Weaving in and out of the past and the present, The End of East pieces together the spellbinding tale of Seid Quan's family: his wife Shew Lin, whose hope for her family are threatened by her own misguided actions; his son Pon Man, who struggles with obligation and desire; his daughter-in-law Siu Sang, who tries to be the caregiver everyone expects, even as she feels herself unraveling; and his granddaughter Sammy, who finds herself embroiled in a volatile mixture of seduction, grief, and duty.
An exquisite debut of isolation, immigration, romance, and insanity, The End of East sets family conflicts against the backdrop of Vancouver's Chinatown - a city within a city where dreams are shattered as quickly as they're built, and where history repeats itself through the generations. It is a bold and accomplished debut from one of Canada's brightest new literary stars.

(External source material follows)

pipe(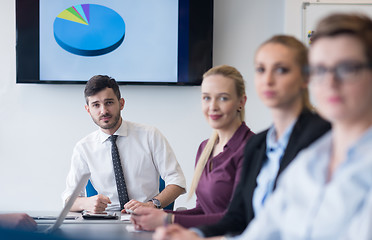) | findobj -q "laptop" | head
[37,173,90,233]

©2007 Jen Sookfong Lee (P)2013 Audible, Inc.Editor reviews
Narrator Tanya Eby's throaty voice adds textures of melancholy and yearning under her calm, steady performance of Jen Sookfong Lee's story about three generations of an emblematic Chinese Canadian family. Set in Vancouver's Chinatown, The End of East weaves seamlessly in and out of the past and present, as Samantha Chan returns home to Vancouver to care for her ailing mother and finds herself piecing together her family's history, beginning with her grandfather Seid Quan's arrival in Canada as an 18-year-old laborer in 1913. Eby gently reveals the lyricism in each character's thoughts and feelings, and listeners will find themselves enchanted by the humanity at the core of Lee's exquisite debut.